Single by Red Hot Chili Peppers

from the album Californication
- B-side: "How Strong"
- Released: December 1999
- Genre: Alternative rock
- Length: 4:15
- Label: Warner Bros.
- Songwriters: Flea; John Frusciante; Anthony Kiedis; Chad Smith;
- Producer: Rick Rubin

Red Hot Chili Peppers singles chronology
| "Around the World" (1999) | "Otherside" (1999) | "Californication" (2000) |

Music video
- "Otherside" on YouTube

= Otherside =

1999 single by Red Hot Chili Peppers

"Otherside" is a song by American rock band Red Hot Chili Peppers. It was released as the third single from their seventh studio album, Californication (1999), and confronts the battles addicts have with their prior addictions. Lead vocalist Anthony Kiedis wrote the song about former band member Hillel Slovak, who died of a heroin overdose in 1988.

"Otherside" was released in Australia, New Zealand, and Japan in 1999 and was given a US and UK release in January 2000. The song peaked at number 14 on the US Billboard Hot 100 and number one on the Billboard Modern Rock Tracks chart, giving the band their fifth number one on this chart. It remained at number one for 13 consecutive weeks, one of the longest runs at the top of that chart. In Iceland, it became the second single from the album to reach number one, while in New Zealand, it charted at number five.

==Music video==
The video was directed by Jonathan Dayton and Valerie Faris in a black-and-white/monochrome Gothic style similar to Robert Wiene's The Cabinet of Dr. Caligari, all influenced by German Expressionist art. Elements of Cubism and work by the graphic artist M. C. Escher are also seen in the video.
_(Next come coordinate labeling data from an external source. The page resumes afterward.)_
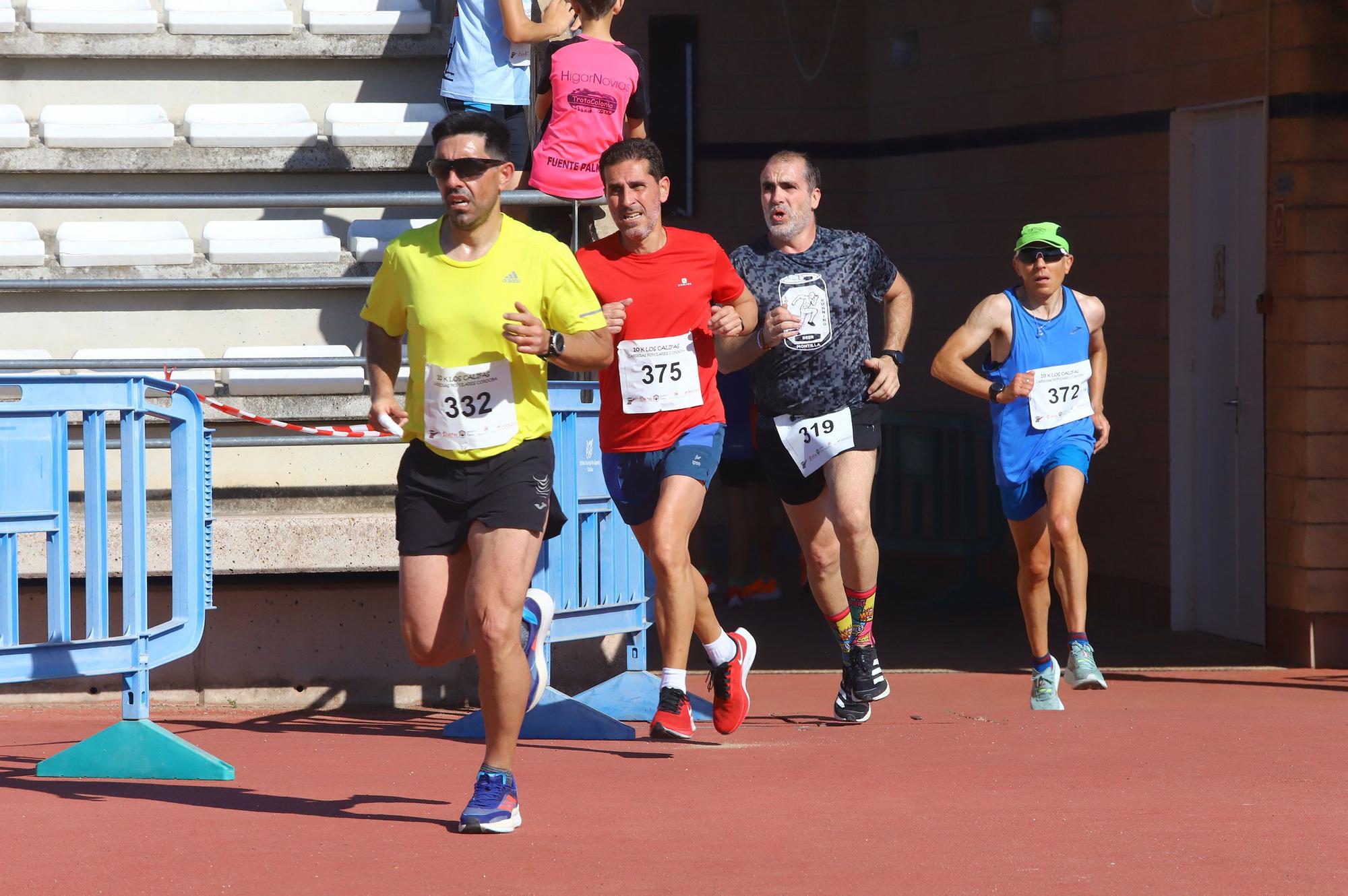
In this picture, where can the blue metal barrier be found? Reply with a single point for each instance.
(596, 573)
(34, 499)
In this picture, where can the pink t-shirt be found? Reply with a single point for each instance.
(595, 87)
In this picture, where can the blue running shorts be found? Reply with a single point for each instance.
(1024, 501)
(634, 478)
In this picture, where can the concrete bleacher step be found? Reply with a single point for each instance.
(197, 379)
(115, 243)
(270, 242)
(94, 17)
(228, 17)
(250, 125)
(324, 381)
(181, 156)
(104, 126)
(21, 245)
(25, 44)
(366, 17)
(288, 540)
(14, 127)
(374, 125)
(369, 238)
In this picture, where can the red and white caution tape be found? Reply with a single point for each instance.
(361, 432)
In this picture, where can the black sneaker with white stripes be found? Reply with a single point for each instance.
(866, 678)
(847, 707)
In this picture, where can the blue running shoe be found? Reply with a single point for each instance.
(494, 808)
(533, 635)
(1044, 688)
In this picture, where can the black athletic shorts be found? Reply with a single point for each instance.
(783, 471)
(439, 501)
(742, 472)
(514, 121)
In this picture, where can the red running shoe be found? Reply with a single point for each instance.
(730, 685)
(673, 717)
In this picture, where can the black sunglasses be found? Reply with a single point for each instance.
(1032, 253)
(466, 169)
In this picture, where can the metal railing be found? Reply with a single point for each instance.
(28, 366)
(270, 200)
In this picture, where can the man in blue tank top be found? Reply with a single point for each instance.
(1045, 385)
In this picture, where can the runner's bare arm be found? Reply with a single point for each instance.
(1094, 312)
(559, 20)
(898, 320)
(898, 313)
(738, 352)
(384, 355)
(991, 316)
(584, 351)
(737, 317)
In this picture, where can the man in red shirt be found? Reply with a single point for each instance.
(667, 296)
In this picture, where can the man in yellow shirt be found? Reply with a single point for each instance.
(483, 301)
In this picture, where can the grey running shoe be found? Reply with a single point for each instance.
(1044, 688)
(867, 680)
(1082, 673)
(849, 707)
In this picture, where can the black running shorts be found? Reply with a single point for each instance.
(783, 471)
(439, 499)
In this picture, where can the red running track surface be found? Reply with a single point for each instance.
(1172, 782)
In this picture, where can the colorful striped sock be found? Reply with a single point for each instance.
(862, 607)
(843, 630)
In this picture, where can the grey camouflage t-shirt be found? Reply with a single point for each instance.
(822, 369)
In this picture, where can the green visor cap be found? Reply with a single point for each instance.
(1045, 232)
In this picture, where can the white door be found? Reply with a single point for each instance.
(1217, 412)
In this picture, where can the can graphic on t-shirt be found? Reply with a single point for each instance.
(807, 296)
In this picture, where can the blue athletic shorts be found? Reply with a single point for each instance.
(1024, 501)
(634, 478)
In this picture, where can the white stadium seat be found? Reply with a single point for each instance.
(305, 381)
(196, 379)
(381, 125)
(110, 243)
(21, 245)
(270, 242)
(14, 129)
(367, 239)
(250, 125)
(366, 17)
(106, 126)
(94, 17)
(228, 17)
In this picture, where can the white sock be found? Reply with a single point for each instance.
(676, 678)
(723, 650)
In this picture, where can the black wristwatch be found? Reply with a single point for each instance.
(556, 344)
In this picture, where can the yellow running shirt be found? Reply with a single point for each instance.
(471, 394)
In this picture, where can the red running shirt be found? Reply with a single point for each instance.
(672, 292)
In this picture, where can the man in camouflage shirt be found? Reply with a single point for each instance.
(819, 389)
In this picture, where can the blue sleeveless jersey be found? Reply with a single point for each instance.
(1018, 449)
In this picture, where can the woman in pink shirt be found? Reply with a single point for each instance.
(591, 95)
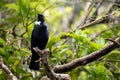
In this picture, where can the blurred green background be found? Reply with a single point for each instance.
(62, 16)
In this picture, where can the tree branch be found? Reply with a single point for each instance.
(88, 58)
(49, 72)
(7, 70)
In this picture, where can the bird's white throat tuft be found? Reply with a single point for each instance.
(37, 22)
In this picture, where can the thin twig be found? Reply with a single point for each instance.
(7, 70)
(88, 58)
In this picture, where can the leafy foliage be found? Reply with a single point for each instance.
(15, 34)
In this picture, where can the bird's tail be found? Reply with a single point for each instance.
(33, 64)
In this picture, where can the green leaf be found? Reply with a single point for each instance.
(12, 6)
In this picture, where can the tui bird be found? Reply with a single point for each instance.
(39, 38)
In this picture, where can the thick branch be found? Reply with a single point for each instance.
(87, 59)
(7, 70)
(49, 72)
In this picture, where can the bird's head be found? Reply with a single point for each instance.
(40, 17)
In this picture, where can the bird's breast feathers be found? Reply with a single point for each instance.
(37, 22)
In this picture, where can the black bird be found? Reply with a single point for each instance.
(39, 39)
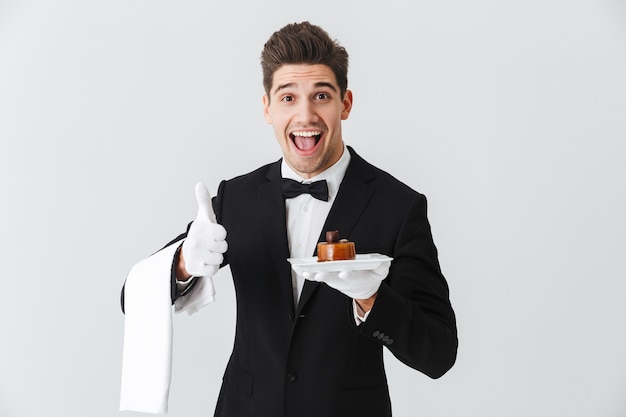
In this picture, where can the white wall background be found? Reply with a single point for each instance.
(509, 115)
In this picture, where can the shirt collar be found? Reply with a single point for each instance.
(333, 175)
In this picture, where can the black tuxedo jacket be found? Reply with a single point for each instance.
(311, 359)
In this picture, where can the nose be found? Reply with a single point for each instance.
(306, 112)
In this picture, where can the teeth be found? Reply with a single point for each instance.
(306, 134)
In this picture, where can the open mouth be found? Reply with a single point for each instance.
(305, 140)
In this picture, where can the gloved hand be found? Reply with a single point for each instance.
(360, 284)
(206, 240)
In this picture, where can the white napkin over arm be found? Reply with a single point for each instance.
(148, 337)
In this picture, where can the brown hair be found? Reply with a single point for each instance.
(303, 43)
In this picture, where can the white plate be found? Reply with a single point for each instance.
(364, 261)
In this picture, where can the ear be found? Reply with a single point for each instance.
(266, 109)
(347, 105)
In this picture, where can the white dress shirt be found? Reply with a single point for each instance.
(306, 215)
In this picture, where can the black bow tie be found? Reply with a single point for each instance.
(293, 188)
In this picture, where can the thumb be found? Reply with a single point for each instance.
(205, 207)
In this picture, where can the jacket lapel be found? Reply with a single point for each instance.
(272, 213)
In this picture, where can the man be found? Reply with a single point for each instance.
(311, 344)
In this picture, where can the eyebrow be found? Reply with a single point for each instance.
(317, 85)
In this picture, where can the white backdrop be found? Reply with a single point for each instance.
(509, 115)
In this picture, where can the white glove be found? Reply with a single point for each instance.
(206, 240)
(360, 284)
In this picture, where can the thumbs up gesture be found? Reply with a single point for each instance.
(206, 240)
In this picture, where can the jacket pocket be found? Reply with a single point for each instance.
(365, 402)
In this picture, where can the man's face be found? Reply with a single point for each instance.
(306, 109)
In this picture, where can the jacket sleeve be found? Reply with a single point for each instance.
(412, 315)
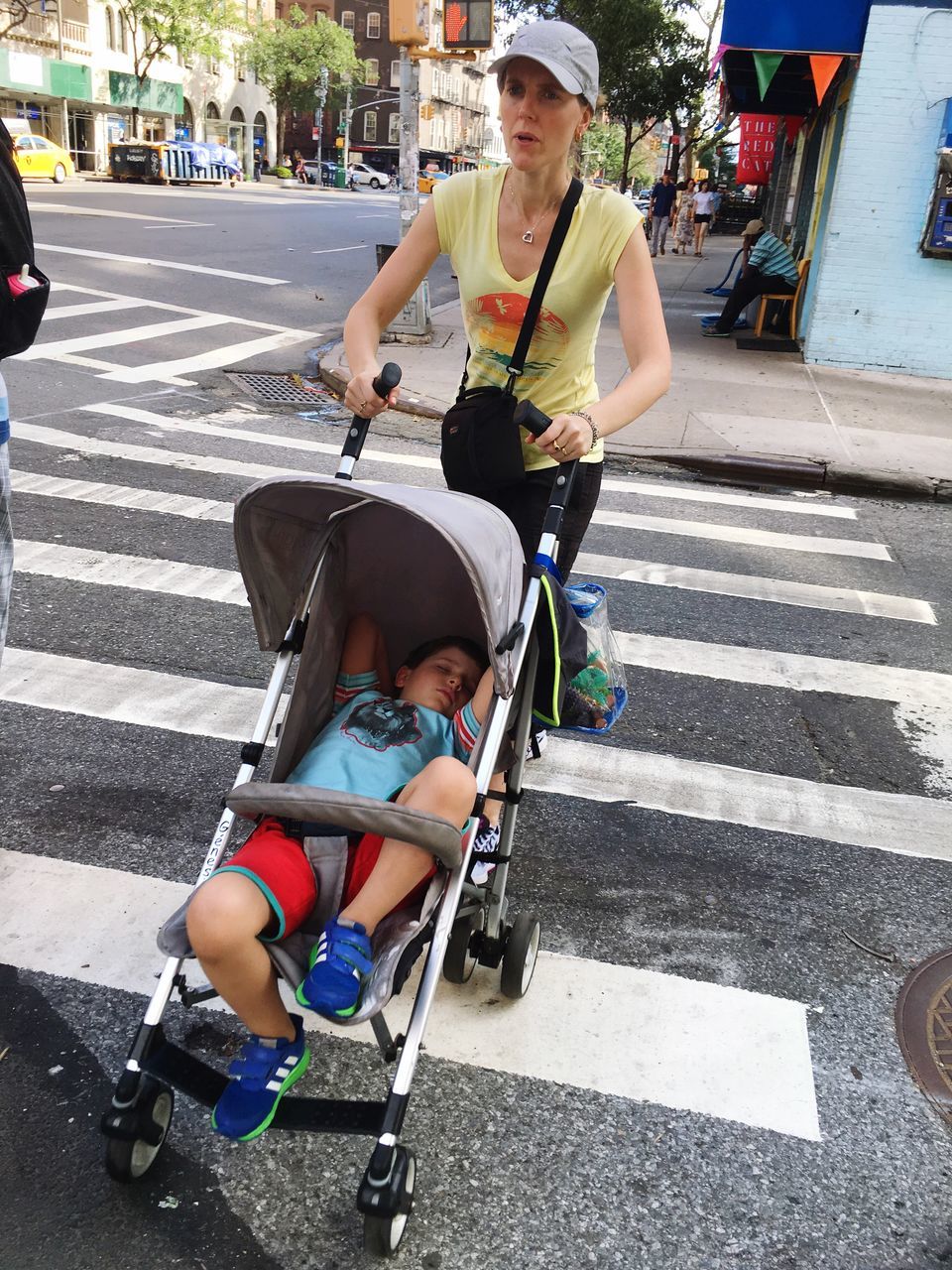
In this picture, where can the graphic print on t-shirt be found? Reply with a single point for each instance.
(382, 722)
(494, 322)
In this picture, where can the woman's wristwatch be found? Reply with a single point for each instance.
(592, 425)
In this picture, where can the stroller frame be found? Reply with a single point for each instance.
(467, 928)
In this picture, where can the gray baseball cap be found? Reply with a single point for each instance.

A cartoonish story line is juxtaposed upon the song; that of a young man's dream sequence. The band members appear dressed in black in unusual locations, with props intended to appear as surreal instruments. Throughout the video Anthony Kiedis with short, platinum hair is seen in a castle tower. His stage persona is different and quite dark when compared to his more energetic performances in other videos. John Frusciante plays a rope down a long corridor as if a guitar. Flea is hanging on high voltage wires and playing them as if they were a bass guitar, and Chad Smith is up on a tower with a rotating medieval clock that serves as his drum kit.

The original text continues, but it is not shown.